Re: [PATCH v2 0/5] mm: demotion: Introduce new node state N_DEMOTION_TARGETS

From: Jagdish Gediya
Date: Thu Apr 14 2022 - 06:17:21 EST


On Wed, Apr 13, 2022 at 02:44:34PM -0700, Andrew Morton wrote:
> On Wed, 13 Apr 2022 14:52:01 +0530 Jagdish Gediya <jvgediya@xxxxxxxxxxxxx> wrote:
>
> > Current implementation to find the demotion targets works
> > based on node state N_MEMORY, however some systems may have
> > dram only memory numa node which are N_MEMORY but not the
> > right choices as demotion targets.
>
> Why are they not the right choice? Please describe this fully so we
> can understand the motivation and end-user benefit of the proposed
> change. And please more fully describe the end-user benefits of this
> change.

Some systems(e.g. PowerVM) have DRAM(fast memory) only NUMA node
which are N_MEMORY as well as slow memory(persistent memory) only
NUMA node which are also N_MEMORY. As the current demotion target
finding algorithm works based on N_MEMORY and best distance, it will
choose DRAM only NUMA node as demotion target instead of persistent
memory node on such systems. If DRAM only NUMA node is filled with
demoted pages then at some point new allocations can start falling
to persistent memory, so basically cold pages are in fast memor
(due to demotion) and new pages are in slow memory, this is why
persistent memory nodes should be utilized for demotion and dram node
should be avoided for demotion so that they can be used for new
allocations.

Current implementation can work fine on the system where the memory
only numa nodes are possible only for persistent/slow memory but it
is not suitable for the like of systems I have mentioned above.
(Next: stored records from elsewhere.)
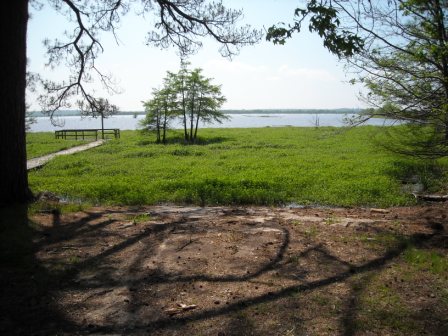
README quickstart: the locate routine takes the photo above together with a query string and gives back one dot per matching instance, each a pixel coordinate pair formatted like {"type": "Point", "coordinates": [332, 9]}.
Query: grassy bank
{"type": "Point", "coordinates": [272, 166]}
{"type": "Point", "coordinates": [39, 144]}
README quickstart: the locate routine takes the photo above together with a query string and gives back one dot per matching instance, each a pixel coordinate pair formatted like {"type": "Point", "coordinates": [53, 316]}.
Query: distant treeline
{"type": "Point", "coordinates": [67, 113]}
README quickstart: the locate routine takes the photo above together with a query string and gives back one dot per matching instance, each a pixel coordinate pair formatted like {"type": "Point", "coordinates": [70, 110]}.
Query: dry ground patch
{"type": "Point", "coordinates": [169, 270]}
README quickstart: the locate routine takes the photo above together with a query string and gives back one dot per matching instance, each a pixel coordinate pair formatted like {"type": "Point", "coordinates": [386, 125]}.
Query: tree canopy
{"type": "Point", "coordinates": [188, 96]}
{"type": "Point", "coordinates": [177, 23]}
{"type": "Point", "coordinates": [398, 50]}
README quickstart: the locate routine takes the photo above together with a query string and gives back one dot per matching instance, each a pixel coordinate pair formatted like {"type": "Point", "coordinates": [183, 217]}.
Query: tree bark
{"type": "Point", "coordinates": [13, 170]}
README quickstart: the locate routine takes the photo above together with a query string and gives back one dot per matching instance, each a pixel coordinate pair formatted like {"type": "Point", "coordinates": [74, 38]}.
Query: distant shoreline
{"type": "Point", "coordinates": [67, 113]}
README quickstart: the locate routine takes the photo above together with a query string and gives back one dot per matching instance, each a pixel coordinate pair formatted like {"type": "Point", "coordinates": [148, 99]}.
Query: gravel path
{"type": "Point", "coordinates": [40, 161]}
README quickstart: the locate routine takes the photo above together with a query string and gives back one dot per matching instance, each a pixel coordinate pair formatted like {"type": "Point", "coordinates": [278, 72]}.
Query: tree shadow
{"type": "Point", "coordinates": [31, 290]}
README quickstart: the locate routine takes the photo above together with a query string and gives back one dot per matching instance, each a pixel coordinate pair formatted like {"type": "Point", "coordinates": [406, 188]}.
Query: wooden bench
{"type": "Point", "coordinates": [86, 133]}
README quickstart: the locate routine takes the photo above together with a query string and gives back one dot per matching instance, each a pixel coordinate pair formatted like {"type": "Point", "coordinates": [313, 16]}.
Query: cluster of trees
{"type": "Point", "coordinates": [177, 23]}
{"type": "Point", "coordinates": [186, 95]}
{"type": "Point", "coordinates": [399, 50]}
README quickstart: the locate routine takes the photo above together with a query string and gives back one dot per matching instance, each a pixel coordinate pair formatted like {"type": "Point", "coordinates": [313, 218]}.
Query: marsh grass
{"type": "Point", "coordinates": [263, 166]}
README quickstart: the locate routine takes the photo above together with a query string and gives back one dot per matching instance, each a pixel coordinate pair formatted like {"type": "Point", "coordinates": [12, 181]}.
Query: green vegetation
{"type": "Point", "coordinates": [234, 166]}
{"type": "Point", "coordinates": [188, 96]}
{"type": "Point", "coordinates": [39, 144]}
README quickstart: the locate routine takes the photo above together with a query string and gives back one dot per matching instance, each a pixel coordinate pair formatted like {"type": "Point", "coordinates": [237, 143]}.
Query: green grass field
{"type": "Point", "coordinates": [263, 166]}
{"type": "Point", "coordinates": [39, 144]}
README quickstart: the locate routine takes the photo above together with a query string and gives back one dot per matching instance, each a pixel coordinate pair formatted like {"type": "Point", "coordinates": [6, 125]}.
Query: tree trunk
{"type": "Point", "coordinates": [13, 171]}
{"type": "Point", "coordinates": [164, 124]}
{"type": "Point", "coordinates": [184, 108]}
{"type": "Point", "coordinates": [102, 126]}
{"type": "Point", "coordinates": [197, 120]}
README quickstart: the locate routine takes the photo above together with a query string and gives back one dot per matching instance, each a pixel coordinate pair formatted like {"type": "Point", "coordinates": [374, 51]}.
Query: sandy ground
{"type": "Point", "coordinates": [169, 270]}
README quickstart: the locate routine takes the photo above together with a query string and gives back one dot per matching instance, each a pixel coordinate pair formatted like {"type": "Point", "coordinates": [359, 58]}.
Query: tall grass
{"type": "Point", "coordinates": [264, 166]}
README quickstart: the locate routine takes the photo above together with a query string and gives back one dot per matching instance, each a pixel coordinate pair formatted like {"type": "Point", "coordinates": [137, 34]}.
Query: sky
{"type": "Point", "coordinates": [299, 75]}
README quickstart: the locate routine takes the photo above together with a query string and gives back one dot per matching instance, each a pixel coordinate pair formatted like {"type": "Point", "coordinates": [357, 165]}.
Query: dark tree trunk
{"type": "Point", "coordinates": [13, 172]}
{"type": "Point", "coordinates": [102, 126]}
{"type": "Point", "coordinates": [185, 116]}
{"type": "Point", "coordinates": [197, 120]}
{"type": "Point", "coordinates": [164, 124]}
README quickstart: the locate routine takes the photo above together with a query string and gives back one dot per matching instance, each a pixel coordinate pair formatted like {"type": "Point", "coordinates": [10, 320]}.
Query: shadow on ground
{"type": "Point", "coordinates": [222, 271]}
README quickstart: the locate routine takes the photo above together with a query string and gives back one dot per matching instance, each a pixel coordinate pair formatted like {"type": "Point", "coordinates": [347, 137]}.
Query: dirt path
{"type": "Point", "coordinates": [40, 161]}
{"type": "Point", "coordinates": [168, 270]}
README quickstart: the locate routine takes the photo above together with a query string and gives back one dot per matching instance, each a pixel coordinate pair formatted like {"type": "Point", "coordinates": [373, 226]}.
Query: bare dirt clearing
{"type": "Point", "coordinates": [168, 270]}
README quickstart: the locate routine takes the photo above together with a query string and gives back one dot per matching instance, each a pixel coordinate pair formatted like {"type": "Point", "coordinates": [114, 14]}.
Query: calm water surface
{"type": "Point", "coordinates": [129, 122]}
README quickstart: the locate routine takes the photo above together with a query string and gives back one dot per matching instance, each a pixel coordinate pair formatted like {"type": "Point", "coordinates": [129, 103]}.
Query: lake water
{"type": "Point", "coordinates": [129, 122]}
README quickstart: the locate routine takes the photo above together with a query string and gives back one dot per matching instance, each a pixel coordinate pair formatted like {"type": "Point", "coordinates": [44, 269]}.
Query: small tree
{"type": "Point", "coordinates": [160, 110]}
{"type": "Point", "coordinates": [100, 107]}
{"type": "Point", "coordinates": [201, 101]}
{"type": "Point", "coordinates": [187, 95]}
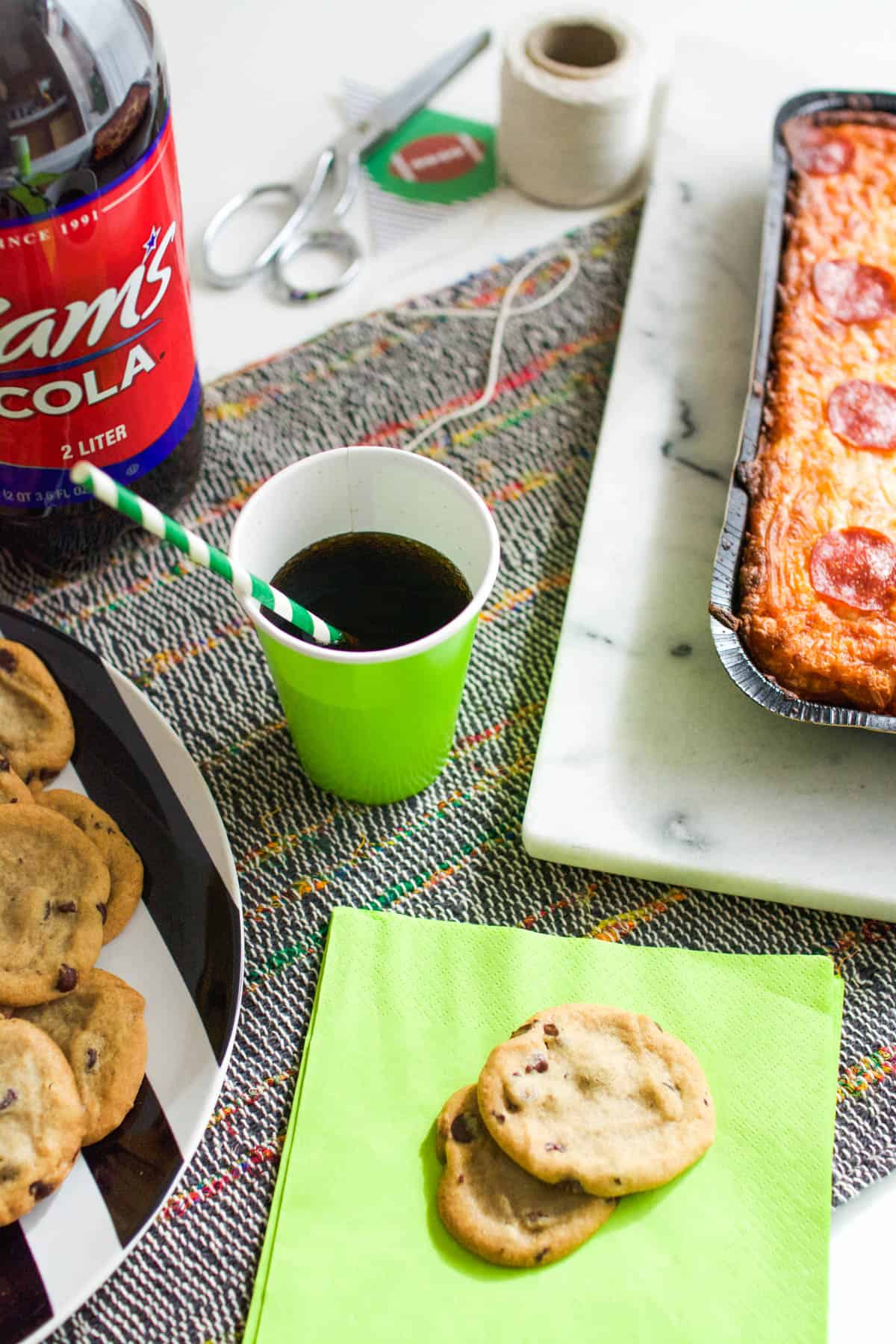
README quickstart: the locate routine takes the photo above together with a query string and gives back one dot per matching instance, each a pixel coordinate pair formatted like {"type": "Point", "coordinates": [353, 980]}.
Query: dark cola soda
{"type": "Point", "coordinates": [97, 358]}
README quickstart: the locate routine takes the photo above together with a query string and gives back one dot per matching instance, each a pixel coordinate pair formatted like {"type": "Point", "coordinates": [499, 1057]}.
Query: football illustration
{"type": "Point", "coordinates": [437, 158]}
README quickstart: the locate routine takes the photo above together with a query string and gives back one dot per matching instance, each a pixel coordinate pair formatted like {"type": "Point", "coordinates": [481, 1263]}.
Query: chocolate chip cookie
{"type": "Point", "coordinates": [124, 863]}
{"type": "Point", "coordinates": [53, 889]}
{"type": "Point", "coordinates": [494, 1207]}
{"type": "Point", "coordinates": [42, 1117]}
{"type": "Point", "coordinates": [600, 1095]}
{"type": "Point", "coordinates": [37, 732]}
{"type": "Point", "coordinates": [13, 789]}
{"type": "Point", "coordinates": [101, 1031]}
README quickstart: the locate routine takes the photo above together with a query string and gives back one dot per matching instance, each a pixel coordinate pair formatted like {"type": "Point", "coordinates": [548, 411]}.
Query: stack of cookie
{"type": "Point", "coordinates": [73, 1039]}
{"type": "Point", "coordinates": [582, 1105]}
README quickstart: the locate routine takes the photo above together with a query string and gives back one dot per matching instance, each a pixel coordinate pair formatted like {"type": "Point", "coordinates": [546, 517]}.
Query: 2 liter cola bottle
{"type": "Point", "coordinates": [96, 347]}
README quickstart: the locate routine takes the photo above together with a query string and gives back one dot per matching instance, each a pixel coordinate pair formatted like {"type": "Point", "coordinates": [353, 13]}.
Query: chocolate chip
{"type": "Point", "coordinates": [462, 1129]}
{"type": "Point", "coordinates": [67, 979]}
{"type": "Point", "coordinates": [538, 1066]}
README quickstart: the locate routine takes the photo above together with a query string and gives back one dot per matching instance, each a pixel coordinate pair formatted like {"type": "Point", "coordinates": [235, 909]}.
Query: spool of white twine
{"type": "Point", "coordinates": [575, 108]}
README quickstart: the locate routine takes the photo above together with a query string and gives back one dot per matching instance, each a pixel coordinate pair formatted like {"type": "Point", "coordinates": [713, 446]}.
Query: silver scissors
{"type": "Point", "coordinates": [337, 168]}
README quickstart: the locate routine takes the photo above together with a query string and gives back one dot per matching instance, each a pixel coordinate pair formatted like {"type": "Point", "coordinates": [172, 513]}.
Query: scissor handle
{"type": "Point", "coordinates": [305, 201]}
{"type": "Point", "coordinates": [324, 240]}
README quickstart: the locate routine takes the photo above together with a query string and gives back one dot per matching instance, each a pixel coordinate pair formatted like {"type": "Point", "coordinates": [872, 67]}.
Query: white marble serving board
{"type": "Point", "coordinates": [650, 761]}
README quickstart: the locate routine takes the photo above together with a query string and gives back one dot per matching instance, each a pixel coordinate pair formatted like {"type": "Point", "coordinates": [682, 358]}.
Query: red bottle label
{"type": "Point", "coordinates": [96, 346]}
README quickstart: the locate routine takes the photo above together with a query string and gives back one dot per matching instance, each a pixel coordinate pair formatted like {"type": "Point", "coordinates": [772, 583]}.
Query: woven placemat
{"type": "Point", "coordinates": [454, 851]}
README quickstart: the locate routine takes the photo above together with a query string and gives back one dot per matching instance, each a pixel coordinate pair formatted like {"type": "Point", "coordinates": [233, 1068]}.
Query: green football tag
{"type": "Point", "coordinates": [438, 159]}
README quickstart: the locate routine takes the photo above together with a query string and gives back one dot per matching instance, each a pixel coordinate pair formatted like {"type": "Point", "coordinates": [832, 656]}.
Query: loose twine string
{"type": "Point", "coordinates": [505, 314]}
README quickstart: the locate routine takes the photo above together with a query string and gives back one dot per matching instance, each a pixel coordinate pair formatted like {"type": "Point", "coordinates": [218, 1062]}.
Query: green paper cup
{"type": "Point", "coordinates": [374, 727]}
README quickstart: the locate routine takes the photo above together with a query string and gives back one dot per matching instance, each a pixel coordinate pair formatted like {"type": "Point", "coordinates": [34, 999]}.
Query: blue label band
{"type": "Point", "coordinates": [49, 487]}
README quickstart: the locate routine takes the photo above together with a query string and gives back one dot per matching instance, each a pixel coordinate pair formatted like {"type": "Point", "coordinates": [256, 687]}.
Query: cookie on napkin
{"type": "Point", "coordinates": [494, 1207]}
{"type": "Point", "coordinates": [600, 1095]}
{"type": "Point", "coordinates": [37, 732]}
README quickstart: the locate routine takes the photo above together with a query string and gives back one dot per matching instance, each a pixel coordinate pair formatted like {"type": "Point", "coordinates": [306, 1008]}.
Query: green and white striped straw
{"type": "Point", "coordinates": [200, 553]}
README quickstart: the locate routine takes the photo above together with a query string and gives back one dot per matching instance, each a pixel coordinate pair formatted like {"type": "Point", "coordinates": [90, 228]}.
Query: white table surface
{"type": "Point", "coordinates": [255, 89]}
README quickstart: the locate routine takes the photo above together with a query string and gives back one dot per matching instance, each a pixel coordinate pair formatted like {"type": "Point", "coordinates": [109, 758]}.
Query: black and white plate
{"type": "Point", "coordinates": [183, 951]}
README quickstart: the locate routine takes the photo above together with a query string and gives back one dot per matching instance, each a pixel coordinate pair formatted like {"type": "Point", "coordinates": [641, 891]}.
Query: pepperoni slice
{"type": "Point", "coordinates": [817, 149]}
{"type": "Point", "coordinates": [864, 414]}
{"type": "Point", "coordinates": [857, 566]}
{"type": "Point", "coordinates": [853, 292]}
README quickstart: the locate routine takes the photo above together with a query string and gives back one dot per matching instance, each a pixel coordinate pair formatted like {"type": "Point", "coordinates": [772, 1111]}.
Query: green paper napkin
{"type": "Point", "coordinates": [408, 1011]}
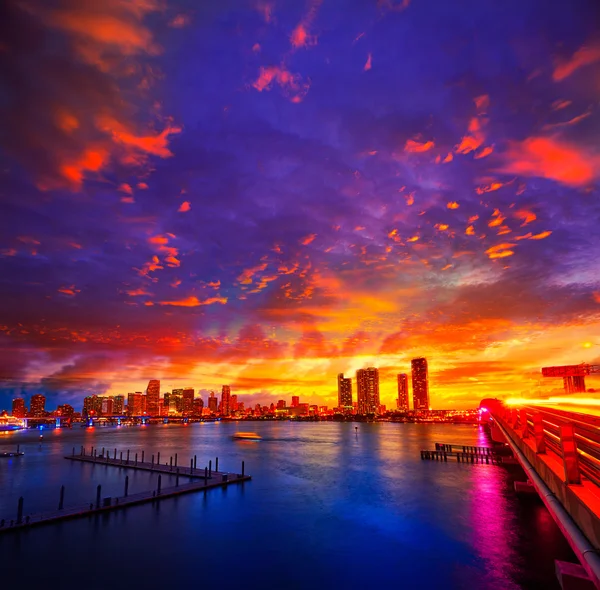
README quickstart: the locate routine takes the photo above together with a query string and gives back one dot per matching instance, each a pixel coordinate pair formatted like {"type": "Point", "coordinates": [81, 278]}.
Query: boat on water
{"type": "Point", "coordinates": [10, 423]}
{"type": "Point", "coordinates": [246, 436]}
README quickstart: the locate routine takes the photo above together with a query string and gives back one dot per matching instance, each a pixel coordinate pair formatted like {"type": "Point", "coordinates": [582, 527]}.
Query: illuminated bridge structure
{"type": "Point", "coordinates": [560, 454]}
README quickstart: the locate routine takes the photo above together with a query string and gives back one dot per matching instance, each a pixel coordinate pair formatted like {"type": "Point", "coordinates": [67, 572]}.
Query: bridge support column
{"type": "Point", "coordinates": [538, 433]}
{"type": "Point", "coordinates": [523, 423]}
{"type": "Point", "coordinates": [569, 449]}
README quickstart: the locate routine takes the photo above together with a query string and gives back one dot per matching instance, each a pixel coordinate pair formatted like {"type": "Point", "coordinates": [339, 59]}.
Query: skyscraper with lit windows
{"type": "Point", "coordinates": [367, 390]}
{"type": "Point", "coordinates": [402, 401]}
{"type": "Point", "coordinates": [344, 392]}
{"type": "Point", "coordinates": [153, 397]}
{"type": "Point", "coordinates": [420, 381]}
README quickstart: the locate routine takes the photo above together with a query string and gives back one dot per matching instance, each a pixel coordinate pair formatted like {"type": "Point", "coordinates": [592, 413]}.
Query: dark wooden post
{"type": "Point", "coordinates": [569, 449]}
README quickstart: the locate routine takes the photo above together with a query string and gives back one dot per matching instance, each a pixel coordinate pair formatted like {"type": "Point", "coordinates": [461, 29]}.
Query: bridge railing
{"type": "Point", "coordinates": [574, 437]}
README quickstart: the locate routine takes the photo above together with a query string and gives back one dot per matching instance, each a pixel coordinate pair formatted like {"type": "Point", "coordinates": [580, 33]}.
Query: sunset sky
{"type": "Point", "coordinates": [266, 193]}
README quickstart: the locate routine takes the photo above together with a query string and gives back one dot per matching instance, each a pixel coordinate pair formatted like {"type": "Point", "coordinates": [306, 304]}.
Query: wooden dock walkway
{"type": "Point", "coordinates": [205, 479]}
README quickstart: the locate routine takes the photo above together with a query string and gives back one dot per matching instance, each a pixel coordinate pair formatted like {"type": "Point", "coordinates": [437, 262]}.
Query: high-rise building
{"type": "Point", "coordinates": [225, 400]}
{"type": "Point", "coordinates": [344, 393]}
{"type": "Point", "coordinates": [37, 405]}
{"type": "Point", "coordinates": [213, 402]}
{"type": "Point", "coordinates": [187, 401]}
{"type": "Point", "coordinates": [119, 405]}
{"type": "Point", "coordinates": [65, 411]}
{"type": "Point", "coordinates": [198, 406]}
{"type": "Point", "coordinates": [402, 401]}
{"type": "Point", "coordinates": [92, 406]}
{"type": "Point", "coordinates": [108, 406]}
{"type": "Point", "coordinates": [153, 397]}
{"type": "Point", "coordinates": [420, 380]}
{"type": "Point", "coordinates": [134, 403]}
{"type": "Point", "coordinates": [19, 409]}
{"type": "Point", "coordinates": [367, 390]}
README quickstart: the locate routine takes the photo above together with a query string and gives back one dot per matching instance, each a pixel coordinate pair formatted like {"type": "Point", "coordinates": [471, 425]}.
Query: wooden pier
{"type": "Point", "coordinates": [441, 455]}
{"type": "Point", "coordinates": [205, 479]}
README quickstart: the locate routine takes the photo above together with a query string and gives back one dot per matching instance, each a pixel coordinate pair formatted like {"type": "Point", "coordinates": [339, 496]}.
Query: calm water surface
{"type": "Point", "coordinates": [327, 508]}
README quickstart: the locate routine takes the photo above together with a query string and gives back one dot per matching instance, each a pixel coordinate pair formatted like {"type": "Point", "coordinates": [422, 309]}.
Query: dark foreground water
{"type": "Point", "coordinates": [327, 508]}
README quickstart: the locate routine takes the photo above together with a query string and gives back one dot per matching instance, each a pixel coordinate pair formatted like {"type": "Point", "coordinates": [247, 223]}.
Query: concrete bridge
{"type": "Point", "coordinates": [560, 454]}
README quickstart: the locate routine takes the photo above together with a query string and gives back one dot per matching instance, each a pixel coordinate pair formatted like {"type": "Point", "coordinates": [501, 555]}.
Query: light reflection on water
{"type": "Point", "coordinates": [327, 507]}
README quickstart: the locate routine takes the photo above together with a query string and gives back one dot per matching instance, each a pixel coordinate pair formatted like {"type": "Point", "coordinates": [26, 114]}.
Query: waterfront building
{"type": "Point", "coordinates": [107, 406]}
{"type": "Point", "coordinates": [65, 411]}
{"type": "Point", "coordinates": [19, 409]}
{"type": "Point", "coordinates": [344, 393]}
{"type": "Point", "coordinates": [420, 383]}
{"type": "Point", "coordinates": [402, 401]}
{"type": "Point", "coordinates": [225, 400]}
{"type": "Point", "coordinates": [92, 406]}
{"type": "Point", "coordinates": [367, 390]}
{"type": "Point", "coordinates": [187, 401]}
{"type": "Point", "coordinates": [153, 397]}
{"type": "Point", "coordinates": [119, 405]}
{"type": "Point", "coordinates": [134, 403]}
{"type": "Point", "coordinates": [37, 405]}
{"type": "Point", "coordinates": [198, 406]}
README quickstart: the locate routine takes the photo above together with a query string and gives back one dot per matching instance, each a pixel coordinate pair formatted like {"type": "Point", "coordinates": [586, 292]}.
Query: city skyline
{"type": "Point", "coordinates": [267, 194]}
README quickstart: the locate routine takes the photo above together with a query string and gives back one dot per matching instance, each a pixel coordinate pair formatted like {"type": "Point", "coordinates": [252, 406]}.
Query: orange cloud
{"type": "Point", "coordinates": [291, 84]}
{"type": "Point", "coordinates": [417, 146]}
{"type": "Point", "coordinates": [194, 302]}
{"type": "Point", "coordinates": [541, 236]}
{"type": "Point", "coordinates": [547, 157]}
{"type": "Point", "coordinates": [582, 57]}
{"type": "Point", "coordinates": [500, 251]}
{"type": "Point", "coordinates": [180, 21]}
{"type": "Point", "coordinates": [494, 186]}
{"type": "Point", "coordinates": [486, 151]}
{"type": "Point", "coordinates": [526, 216]}
{"type": "Point", "coordinates": [308, 239]}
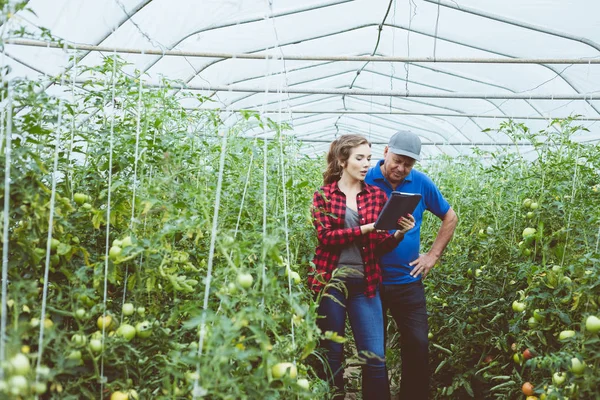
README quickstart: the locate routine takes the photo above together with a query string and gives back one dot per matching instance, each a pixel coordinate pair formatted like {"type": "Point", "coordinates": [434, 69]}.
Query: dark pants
{"type": "Point", "coordinates": [366, 320]}
{"type": "Point", "coordinates": [407, 306]}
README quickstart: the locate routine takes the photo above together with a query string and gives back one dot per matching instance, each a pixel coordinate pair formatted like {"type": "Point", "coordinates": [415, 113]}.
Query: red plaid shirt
{"type": "Point", "coordinates": [329, 213]}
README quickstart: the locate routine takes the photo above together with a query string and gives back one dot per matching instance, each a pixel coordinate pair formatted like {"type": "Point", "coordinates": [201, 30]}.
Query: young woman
{"type": "Point", "coordinates": [344, 211]}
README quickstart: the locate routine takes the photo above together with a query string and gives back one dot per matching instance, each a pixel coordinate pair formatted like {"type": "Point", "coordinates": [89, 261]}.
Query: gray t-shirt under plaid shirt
{"type": "Point", "coordinates": [350, 255]}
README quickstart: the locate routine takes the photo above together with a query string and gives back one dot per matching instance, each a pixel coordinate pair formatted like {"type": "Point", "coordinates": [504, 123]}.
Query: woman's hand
{"type": "Point", "coordinates": [368, 228]}
{"type": "Point", "coordinates": [405, 224]}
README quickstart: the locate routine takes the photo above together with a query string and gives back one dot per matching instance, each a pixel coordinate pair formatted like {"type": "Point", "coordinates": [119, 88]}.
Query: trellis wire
{"type": "Point", "coordinates": [573, 190]}
{"type": "Point", "coordinates": [197, 391]}
{"type": "Point", "coordinates": [49, 237]}
{"type": "Point", "coordinates": [108, 209]}
{"type": "Point", "coordinates": [7, 154]}
{"type": "Point", "coordinates": [264, 231]}
{"type": "Point", "coordinates": [71, 141]}
{"type": "Point", "coordinates": [287, 240]}
{"type": "Point", "coordinates": [239, 217]}
{"type": "Point", "coordinates": [135, 183]}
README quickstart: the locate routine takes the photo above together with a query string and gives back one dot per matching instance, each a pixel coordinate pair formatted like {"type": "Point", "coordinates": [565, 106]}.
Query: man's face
{"type": "Point", "coordinates": [396, 167]}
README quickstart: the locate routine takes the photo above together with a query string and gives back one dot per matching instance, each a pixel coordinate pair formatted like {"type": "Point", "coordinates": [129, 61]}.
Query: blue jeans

Introduction of this new node state N_DEMOTION_TARGETS will provide
the solution to handle demotion for the like of systems I have mentioned,
without affecting the existing behavior.

> > This patch series introduces the new node state
> > N_DEMOTION_TARGETS, which is used to distinguish the nodes which
> > can be used as demotion targets, node_states[N_DEMOTION_TARGETS]
> > is used to hold the list of nodes which can be used as demotion
> > targets, support is also added to set the demotion target
> > list from user space so that default behavior can be overridden.
>
> Permanently extending the kernel ABI is a fairly big deal. Please
> fully explain the end-user value, usage scenarios, etc.
>
> What would go wrong if we simply omitted this interface?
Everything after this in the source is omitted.